I'm trying to use rvest
package for web scraping an website.
This link will be used as an example: https://www.globalinnovationindex.org/analysis-indicator
The objective is to scrape the tables from all years (select id="ctl29_lstYear") and all indexes (select id="ctl29_lstIndex"). I already have a chunk that scrape and format thoose tables and turn them into lists (and yes... they are not an html <table>
), but I can't use follow_link()
or set_values()
to navigate through the options of years and indexes, and scrape them all.
Let's use a single pair of "options" for this example (year="2013" and index=" Innovation Efficiency Ratio"):
So, I've looked at the rvest::set_values()

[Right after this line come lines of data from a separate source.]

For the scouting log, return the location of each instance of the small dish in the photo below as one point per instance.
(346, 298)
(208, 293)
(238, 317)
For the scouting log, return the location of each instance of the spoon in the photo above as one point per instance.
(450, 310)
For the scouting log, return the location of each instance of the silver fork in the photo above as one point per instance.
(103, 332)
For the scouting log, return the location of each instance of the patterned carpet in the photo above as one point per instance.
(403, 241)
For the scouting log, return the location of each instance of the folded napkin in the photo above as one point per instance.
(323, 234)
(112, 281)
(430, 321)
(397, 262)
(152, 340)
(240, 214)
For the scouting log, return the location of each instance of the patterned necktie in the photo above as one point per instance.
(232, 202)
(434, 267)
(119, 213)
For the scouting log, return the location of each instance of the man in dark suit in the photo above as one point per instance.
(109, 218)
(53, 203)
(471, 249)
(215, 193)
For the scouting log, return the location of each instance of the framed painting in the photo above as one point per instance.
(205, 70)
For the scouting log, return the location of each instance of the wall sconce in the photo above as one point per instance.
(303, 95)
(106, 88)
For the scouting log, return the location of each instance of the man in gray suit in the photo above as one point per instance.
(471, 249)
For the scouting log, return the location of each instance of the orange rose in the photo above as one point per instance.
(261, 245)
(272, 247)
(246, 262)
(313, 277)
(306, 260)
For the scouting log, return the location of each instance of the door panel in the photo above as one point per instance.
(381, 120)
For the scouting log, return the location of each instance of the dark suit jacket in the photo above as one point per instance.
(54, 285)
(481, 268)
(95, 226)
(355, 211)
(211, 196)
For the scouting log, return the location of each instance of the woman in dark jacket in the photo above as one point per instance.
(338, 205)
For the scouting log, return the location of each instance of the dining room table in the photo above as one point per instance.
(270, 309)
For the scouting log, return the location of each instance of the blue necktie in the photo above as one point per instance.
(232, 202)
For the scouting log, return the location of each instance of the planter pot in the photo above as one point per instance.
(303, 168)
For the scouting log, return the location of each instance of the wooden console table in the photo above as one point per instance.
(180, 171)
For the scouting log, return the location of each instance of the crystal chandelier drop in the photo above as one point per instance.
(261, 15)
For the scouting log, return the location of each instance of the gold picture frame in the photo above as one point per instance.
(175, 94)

documentation and I found this example:
search <- html_form(read_html("http://www.google.com"))[[1]]
set_values(search, q = "My little pony")
And then I tried this:
> session<-html_form(read_html("https://www.globalinnovationindex.org/analysis-indicator"))[[1]]
> set_values(session,list(ctl29$lstYear = "2013",ctl29$lstIndex="Innovation Efficiency Ratio"))
Error: unexpected '=' in "set_values(session,list(ctl29$lstYear ="
Why it was unexpected the '=' after the name of the fields that I want to modify? Do the set_values()
is the best option for this kind of problem?